Quelle valeur notre critique des hommes en voie pour l’inhumanité dès lors que nous sommes ces hommes en voie pour l’inhumanité ?
Grave (suite)
Au terme d’une nuit de grandes douleurs où les oiseaux qui égayent l’impasse me vrillent les ouïes, la tête soudain durcit par l’intérieur et fige son contenu de raisonnements. Je me précipite dans le couloir dont j’arpente le carrelage pieds nus, je vais et je viens. De retour dans la chambre, je m’envoie une giclée de nitroglycérine sous le palet. Me recouche, me rendors. J’aboutis alors dans l’appartement de Genève que j’habitais il y a dix-huit ans.
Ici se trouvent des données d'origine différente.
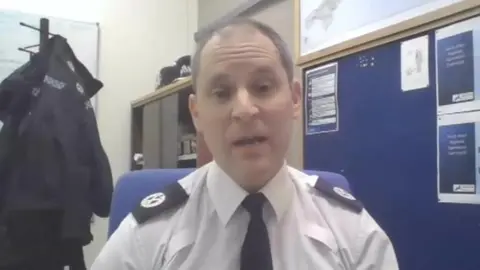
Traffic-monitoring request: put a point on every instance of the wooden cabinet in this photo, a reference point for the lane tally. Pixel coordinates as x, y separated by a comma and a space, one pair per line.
163, 131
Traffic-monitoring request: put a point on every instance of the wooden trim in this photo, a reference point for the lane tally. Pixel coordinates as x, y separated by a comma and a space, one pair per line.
163, 92
296, 30
435, 19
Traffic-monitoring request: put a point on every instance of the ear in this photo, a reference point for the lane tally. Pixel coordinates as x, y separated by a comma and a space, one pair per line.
297, 98
193, 107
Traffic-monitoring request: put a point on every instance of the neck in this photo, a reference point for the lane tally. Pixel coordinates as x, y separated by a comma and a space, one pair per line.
254, 181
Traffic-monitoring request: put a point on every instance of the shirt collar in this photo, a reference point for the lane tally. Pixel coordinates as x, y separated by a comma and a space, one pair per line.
227, 195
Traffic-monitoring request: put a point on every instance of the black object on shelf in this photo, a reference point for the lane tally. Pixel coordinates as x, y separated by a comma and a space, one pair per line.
44, 32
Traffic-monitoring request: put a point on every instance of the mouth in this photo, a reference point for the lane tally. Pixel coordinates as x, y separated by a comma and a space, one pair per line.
250, 141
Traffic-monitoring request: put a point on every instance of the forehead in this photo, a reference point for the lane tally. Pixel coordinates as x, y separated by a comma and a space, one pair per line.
238, 45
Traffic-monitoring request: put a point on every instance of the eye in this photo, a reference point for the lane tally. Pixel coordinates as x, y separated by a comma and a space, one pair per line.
264, 87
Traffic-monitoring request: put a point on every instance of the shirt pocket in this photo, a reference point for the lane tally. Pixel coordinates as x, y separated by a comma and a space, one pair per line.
322, 248
178, 250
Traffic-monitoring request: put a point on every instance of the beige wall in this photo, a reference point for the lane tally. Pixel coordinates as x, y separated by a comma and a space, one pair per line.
279, 15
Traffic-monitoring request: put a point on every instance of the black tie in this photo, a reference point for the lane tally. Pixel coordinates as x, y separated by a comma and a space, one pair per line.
256, 253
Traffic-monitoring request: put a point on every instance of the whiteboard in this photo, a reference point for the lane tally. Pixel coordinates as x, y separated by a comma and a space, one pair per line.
82, 37
326, 23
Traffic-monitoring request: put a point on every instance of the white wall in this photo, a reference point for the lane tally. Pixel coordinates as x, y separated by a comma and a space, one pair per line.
137, 39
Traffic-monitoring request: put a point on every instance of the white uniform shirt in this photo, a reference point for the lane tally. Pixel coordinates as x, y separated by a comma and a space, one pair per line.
306, 230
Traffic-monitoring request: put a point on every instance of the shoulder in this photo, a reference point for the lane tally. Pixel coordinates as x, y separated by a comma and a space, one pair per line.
318, 187
168, 199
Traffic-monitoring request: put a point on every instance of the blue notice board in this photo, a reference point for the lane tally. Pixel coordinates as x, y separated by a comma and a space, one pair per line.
386, 146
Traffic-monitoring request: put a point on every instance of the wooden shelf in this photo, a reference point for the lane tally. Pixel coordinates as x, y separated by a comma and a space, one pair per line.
163, 92
160, 120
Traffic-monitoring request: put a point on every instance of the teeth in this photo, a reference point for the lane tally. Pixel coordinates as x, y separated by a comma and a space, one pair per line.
252, 140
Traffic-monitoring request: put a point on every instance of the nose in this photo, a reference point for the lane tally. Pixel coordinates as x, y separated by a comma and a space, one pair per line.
244, 107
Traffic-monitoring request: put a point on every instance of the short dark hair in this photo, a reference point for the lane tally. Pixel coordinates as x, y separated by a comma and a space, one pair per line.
269, 32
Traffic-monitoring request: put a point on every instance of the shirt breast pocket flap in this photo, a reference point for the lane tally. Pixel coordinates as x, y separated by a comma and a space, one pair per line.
179, 243
322, 236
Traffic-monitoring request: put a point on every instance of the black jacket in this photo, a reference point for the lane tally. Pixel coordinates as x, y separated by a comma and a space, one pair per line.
55, 160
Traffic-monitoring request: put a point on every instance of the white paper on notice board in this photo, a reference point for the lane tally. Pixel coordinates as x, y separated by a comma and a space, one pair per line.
414, 64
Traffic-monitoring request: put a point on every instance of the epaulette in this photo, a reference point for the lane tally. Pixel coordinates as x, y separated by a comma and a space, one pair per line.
337, 193
157, 203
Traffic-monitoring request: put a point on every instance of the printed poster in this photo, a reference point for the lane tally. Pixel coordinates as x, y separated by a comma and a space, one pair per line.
458, 112
321, 104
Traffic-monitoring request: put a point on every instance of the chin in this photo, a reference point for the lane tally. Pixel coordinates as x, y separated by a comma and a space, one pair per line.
257, 168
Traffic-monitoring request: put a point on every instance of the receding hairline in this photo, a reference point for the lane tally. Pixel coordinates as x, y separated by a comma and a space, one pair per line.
242, 24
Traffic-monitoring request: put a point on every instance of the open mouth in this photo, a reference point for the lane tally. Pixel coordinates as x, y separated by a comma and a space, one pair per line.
247, 141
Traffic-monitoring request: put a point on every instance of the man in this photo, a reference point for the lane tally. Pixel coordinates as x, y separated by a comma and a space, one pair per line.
247, 209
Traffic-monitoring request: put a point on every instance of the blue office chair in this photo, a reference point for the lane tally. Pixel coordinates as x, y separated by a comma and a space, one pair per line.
133, 186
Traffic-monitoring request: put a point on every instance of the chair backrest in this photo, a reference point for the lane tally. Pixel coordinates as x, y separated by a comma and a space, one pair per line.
133, 186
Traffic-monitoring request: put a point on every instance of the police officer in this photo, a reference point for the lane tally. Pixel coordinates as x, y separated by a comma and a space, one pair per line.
247, 209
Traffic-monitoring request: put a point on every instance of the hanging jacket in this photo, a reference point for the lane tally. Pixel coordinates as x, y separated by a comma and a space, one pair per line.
57, 161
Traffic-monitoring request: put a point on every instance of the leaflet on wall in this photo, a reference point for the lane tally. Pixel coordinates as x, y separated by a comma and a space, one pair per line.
414, 64
458, 160
321, 105
458, 67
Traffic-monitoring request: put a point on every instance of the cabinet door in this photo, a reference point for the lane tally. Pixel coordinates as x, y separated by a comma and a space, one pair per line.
152, 135
169, 130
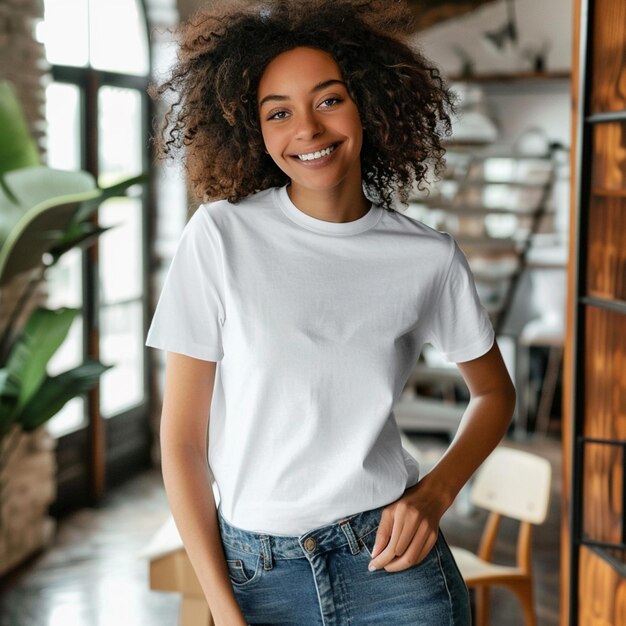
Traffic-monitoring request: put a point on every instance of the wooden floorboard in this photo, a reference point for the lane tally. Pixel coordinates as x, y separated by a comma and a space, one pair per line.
91, 575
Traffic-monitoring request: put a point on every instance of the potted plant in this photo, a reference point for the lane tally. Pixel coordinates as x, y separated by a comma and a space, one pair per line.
43, 213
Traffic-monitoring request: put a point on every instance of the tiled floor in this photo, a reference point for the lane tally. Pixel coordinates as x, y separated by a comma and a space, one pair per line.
91, 576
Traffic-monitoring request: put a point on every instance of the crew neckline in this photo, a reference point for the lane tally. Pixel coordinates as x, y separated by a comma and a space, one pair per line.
363, 223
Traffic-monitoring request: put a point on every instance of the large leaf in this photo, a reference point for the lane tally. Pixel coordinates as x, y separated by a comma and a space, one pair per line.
9, 393
119, 189
55, 391
38, 231
42, 335
33, 185
79, 235
17, 146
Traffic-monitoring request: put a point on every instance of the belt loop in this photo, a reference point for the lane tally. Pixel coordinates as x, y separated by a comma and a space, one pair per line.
267, 552
355, 548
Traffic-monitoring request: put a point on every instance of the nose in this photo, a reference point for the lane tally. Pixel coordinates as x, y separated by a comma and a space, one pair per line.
308, 125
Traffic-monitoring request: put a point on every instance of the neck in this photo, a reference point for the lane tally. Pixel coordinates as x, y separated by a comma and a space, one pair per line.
341, 204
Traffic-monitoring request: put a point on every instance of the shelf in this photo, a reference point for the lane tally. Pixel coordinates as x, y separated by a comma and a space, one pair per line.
511, 78
476, 211
609, 193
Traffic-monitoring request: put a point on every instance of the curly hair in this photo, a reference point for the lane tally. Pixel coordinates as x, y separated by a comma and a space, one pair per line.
213, 121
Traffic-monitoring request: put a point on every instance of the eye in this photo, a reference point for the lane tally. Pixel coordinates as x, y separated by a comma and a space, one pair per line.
273, 115
333, 100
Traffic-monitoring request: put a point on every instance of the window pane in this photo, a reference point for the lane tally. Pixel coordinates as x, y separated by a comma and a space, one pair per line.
64, 289
120, 250
121, 345
127, 51
65, 32
120, 134
63, 126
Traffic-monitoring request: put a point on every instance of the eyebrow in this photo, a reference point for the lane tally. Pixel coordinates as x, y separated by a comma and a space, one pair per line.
317, 87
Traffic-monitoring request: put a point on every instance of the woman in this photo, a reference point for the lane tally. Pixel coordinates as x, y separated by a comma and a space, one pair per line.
301, 121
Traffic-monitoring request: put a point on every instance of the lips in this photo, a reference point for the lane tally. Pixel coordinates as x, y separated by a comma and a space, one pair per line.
313, 150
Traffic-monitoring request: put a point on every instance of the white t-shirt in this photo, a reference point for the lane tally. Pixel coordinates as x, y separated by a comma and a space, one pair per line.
316, 326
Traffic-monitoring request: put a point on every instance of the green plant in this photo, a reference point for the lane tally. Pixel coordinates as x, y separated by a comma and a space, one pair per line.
43, 213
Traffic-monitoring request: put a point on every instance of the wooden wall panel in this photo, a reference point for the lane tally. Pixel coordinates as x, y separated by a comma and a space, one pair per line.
608, 71
601, 592
605, 375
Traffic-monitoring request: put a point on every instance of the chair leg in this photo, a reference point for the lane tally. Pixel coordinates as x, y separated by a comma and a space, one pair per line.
548, 389
482, 605
524, 591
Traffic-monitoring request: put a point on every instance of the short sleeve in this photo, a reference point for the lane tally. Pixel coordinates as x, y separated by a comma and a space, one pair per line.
459, 325
190, 312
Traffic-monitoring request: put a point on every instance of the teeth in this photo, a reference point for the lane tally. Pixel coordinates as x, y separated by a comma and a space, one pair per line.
316, 155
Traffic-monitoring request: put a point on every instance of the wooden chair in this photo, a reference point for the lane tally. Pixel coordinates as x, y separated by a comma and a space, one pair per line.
515, 484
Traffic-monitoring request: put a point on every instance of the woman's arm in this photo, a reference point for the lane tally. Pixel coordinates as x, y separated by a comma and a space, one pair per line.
184, 430
409, 526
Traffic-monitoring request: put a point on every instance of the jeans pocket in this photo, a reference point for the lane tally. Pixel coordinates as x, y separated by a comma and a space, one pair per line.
367, 542
244, 568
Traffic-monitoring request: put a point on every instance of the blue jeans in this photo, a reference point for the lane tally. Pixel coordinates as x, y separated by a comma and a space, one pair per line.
321, 578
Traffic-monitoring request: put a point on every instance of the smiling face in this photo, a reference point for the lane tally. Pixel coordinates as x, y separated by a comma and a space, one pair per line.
310, 125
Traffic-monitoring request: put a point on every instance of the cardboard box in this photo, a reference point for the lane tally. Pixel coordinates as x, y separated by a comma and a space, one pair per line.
171, 570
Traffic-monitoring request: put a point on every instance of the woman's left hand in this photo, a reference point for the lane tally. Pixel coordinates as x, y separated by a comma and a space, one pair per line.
409, 526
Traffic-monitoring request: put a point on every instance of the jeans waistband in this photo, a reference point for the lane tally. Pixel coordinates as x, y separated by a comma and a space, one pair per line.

Il est squatté par des filles à cheveux brosse et bottes martiales qui montrent des lits superposés, des armoires à habits, des éviers collectifs. Et mes affaires? Enterrées sous le plancher. Aussitôt je suis submergé par la nostalgie de cette époque des squats marquée par le sentiment des possibles. “D’accord, d’accord, dis-je aux occupantes à cheveux brosse, mais merde, c’est moi qui étais dans ce squat!”. Réveillé en sursaut, j’ai tiens tête entre mes mains que je presse et masse et malaxe. Il est neuf heures le matin, un orage s’annonce, les oiseaux ne chantent plus. Je me décide à aller à l’hôpital. A l’étage je rassemble des affaires, trousse de toilettes, livres, stylos, cahier. Je vais ouvrir la porte de l’armoire à habits lorsque je découvre sur l’édredon un scarabée vert or. En cinq ans, jamais je n’ai vu pareil spécimen. Je le fais glisser le scarabée dans le creux de ma main et l’apporte au jardin. Là, je le jette au pied du prunier. Un oiseau s’envole.
Grave (suite)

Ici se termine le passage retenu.